Diferentemente do que ocorre na Europa e nos EUA, os remédios para disfunção erétil no Brasil não são vendidos sob retenção da receita. A facilidade do acesso fez crescer muito o que eles chamam de “uso recreacional” dos comprimidos. Pessoas que não têm problemas de disfunção usam as pílulas para “melhorar a performance sexual”, algo que nenhum estudo científico comprova.
- Resolvi usar porque, com a idade, não é que diminua a libido, mas o desempenho cai. É difícil ter três relações numa mesma noite com facilidade. Em determinados dias, em que você está muito cansado ou chateado, só consegue transar uma vez. Então, o remédio é um facilitador. Sinto mais segurança e posso proporcionar um prazer maior - conta Paulo, um engenheiro de 46 anos que começou a usar a droga depois que se separou.
Há também homens muito mais jovens, de 20 anos ou menos, usando os remédios e mesmo misturando-o a álcool e outras drogas.

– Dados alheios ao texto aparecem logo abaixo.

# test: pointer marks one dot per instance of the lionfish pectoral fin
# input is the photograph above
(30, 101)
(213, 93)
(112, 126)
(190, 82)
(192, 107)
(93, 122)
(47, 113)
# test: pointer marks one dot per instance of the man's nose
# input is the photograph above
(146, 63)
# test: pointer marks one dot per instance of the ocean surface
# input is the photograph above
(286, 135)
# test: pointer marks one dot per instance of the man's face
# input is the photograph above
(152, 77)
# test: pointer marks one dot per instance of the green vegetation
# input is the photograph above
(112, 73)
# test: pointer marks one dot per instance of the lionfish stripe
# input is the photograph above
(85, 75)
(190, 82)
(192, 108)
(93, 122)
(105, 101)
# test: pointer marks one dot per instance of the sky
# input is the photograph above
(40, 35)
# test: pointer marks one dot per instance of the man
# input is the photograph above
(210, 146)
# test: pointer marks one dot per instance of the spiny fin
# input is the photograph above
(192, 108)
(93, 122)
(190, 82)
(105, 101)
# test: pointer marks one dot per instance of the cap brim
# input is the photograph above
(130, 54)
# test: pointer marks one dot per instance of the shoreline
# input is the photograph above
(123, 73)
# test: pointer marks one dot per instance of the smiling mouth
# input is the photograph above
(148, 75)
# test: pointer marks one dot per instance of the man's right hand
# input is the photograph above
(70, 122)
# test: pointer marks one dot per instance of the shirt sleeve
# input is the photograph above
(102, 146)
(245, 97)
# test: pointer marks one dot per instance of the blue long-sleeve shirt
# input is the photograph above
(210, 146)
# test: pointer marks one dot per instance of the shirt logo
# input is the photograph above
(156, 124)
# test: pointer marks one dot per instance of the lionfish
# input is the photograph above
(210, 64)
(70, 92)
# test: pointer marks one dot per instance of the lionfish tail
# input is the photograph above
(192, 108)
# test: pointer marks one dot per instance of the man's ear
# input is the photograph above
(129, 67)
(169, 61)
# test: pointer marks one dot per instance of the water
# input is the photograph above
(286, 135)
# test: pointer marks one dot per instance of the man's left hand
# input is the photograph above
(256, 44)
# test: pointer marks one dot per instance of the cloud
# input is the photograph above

Além disso, alertam os médicos, a disfunção erétil é consequência de algum problema de saúde que precisa ser tratado, além de ser um marcador precoce para problemas cardiovasculares.
- Ninguém sabe qual será a consequência do uso por essa geração tão nova, que ainda não envelheceu - pondera o urologista Valter Javaroni, consultor da Sociedade de Ginecologia e Obstetrícia do Rio de Janeiro. - E como os remédios são vendidos sem receita, perdemos a oportunidade de identifica o hipertenso, o diabético, o cara que tem o colesterol alto, o obeso sedentário.
CRONOLOGIA
1960 - As primeiras pílulas anticoncepcionais começam a ser comercializadas nos EUA, libertando as mulheres do pavor da gravidez indesejadas, abrindo caminho para o sexo por prazer e fundando a geração do amor livre.
1998 - O Viagra é lançado pela Pfizer, com estardalhaço. Trata-se de uma pílula praticamente sem contra-indicação e que soluciona com bastante eficácia a disfunção erétil. Até então, os tratamentos para a impotência eram raros, caros e pouco eficazes, envolvendo injeções e até próteses.
2003 - Outros remédios para tratar a disfunção erétil chegam ao mercado, como o Cialis e o Levitra. Embora com princípios ativos diferentes, os medicamentos atuam de forma similar ao Viagra (relaxando a musculatura dos corpos cavernosos do pênis e permitindo o
influxo de sangue) e com igual eficácia.
2008 - A pesquisa Mosaico Brasil, realizada pelo Projeto Sexualidade da USP, é lançada. Trata-se da maior pesquisa sobre sexualidade já feita no Brasil, envolvendo 8 mil pessoas em todo o país. Os números mostraram que 45% dos homens acima dos 40 anos não estavam satisfeitos com a qualidade de sua ereção e que esse percentual aumentava conforme a idade avançava.
2012 - Cai a patente do Viagra no Brasil e diversos medicamentos genéricos são lançados no mercado, baixando o preço das pílulas e ampliando em 60%, segundo a Sociedade Brasileira de Urologia, o número de usuários.